COLEÇÃO
W. C. FIELDS:
Seis Curtas de W.C Fields, Vários
O Selvagem, Gregory La Cava
O Guarda, Edward Cline
(Magnus Opus)
O tempo não foi muito justo com W.C. Fields,
que hoje está bem esquecido (ao menos fora dos
EUA). Boa oportunidade, portanto, é essa caixa
da Magnus Opus, até porque o comediante mal humorado
e impaciente casa bem com estes tempos em que é
cool fazer humor politicamente incorreto. Mais
interessante do que Fields (que não é
nenhum Groucho Marx ou Harold Lloyd), são particularidades
da seleção. O menos interessante dos filmes
é o mais famoso, O Guarda, que sofre com
uma direção arrastada, mas tem lá
a sua graça, especialmente quando Fields se vê
acidentalmente empregado como diretor de cinema. O
Selvagem nós dá rara oportunidade
de nos encontrarmos com Gregory La Cava, um dos grandes
cultores da comédia sofisticada dos anos 30 (atenção
para Irene, a Teimosa, existente em VHS), em
início da carreira. La Cava e Fields é
um casamento de sensibilidades muito estranho, o que
por si só é motivo para conferi-lo.
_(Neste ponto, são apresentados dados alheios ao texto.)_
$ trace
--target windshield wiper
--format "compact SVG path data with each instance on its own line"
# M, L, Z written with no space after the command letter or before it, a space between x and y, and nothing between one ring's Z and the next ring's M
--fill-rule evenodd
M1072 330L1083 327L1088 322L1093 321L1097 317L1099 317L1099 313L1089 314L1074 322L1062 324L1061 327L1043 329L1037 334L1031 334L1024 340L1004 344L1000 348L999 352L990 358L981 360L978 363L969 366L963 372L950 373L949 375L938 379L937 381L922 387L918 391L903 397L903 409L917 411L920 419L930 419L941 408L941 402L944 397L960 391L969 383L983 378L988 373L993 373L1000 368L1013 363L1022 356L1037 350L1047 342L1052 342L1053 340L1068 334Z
Por
fim, a irregular seleção de curtas inclui
dois filmes de Arthur Ripley, uma das interessantes
carreiras obscuras de Hollywood (que vai da década
de 10 até o final dos anos 50), responsável
por perolas como o noir surrealista The Chase
e o road movie existencial Thunder Road
(um autêntico precursor de Monte Hellman). Não
se trata do melhor trabalho de Ripley, mas na ausência
de filmes maiores dele está valendo.
O PREÇO DE UMA VERDADE, de Billy Ray
Shattered Glass, EUA, 2003
(Columbia)
Pode-se apontar nesta estréia do diretor Billy
Ray um excesso de cacoetes de cinema independente americano,
assim como um visual duro que deixa bem claro as origens
como roteirista do diretor. Mesmo assim, é difícil
negar a boa mão dele para com os atores, e especialmente
a habilidade com que nos conduz pela história
verídica do jovem jornalista que produziu divertidas
matérias ficcionais durante anos numa das revistas
semanais mais respeitadas dos EUA. Ray é especialmente
feliz na forma como sugere as diferentes maneiras pelas
quais colegas, amigos e leitores se dispõem a
comprar as mentiras do farsante. A lamentar a ausência
da bastante interessante faixa de comentário
existente no DVD americano, não apenas pela honestidade
de Ray sobre assuntos como alterações
pós-exibições-teste e cenas salvas
pelo montador, mas também pela presença
do ex-editor da revista (interpretado por Peter Sarsgard
no filme) criando um efeito fascinante de ver uma figura
verídica comentando sua versão romantizada
na tela. Com sorte, a Columbia a incluirá na
versão para venda direta.
RIO VERMELHO, de Howard Hawks
Red River, EUA, 1948
(Playarte)
Hawks coloca o elemento humano num tema épico.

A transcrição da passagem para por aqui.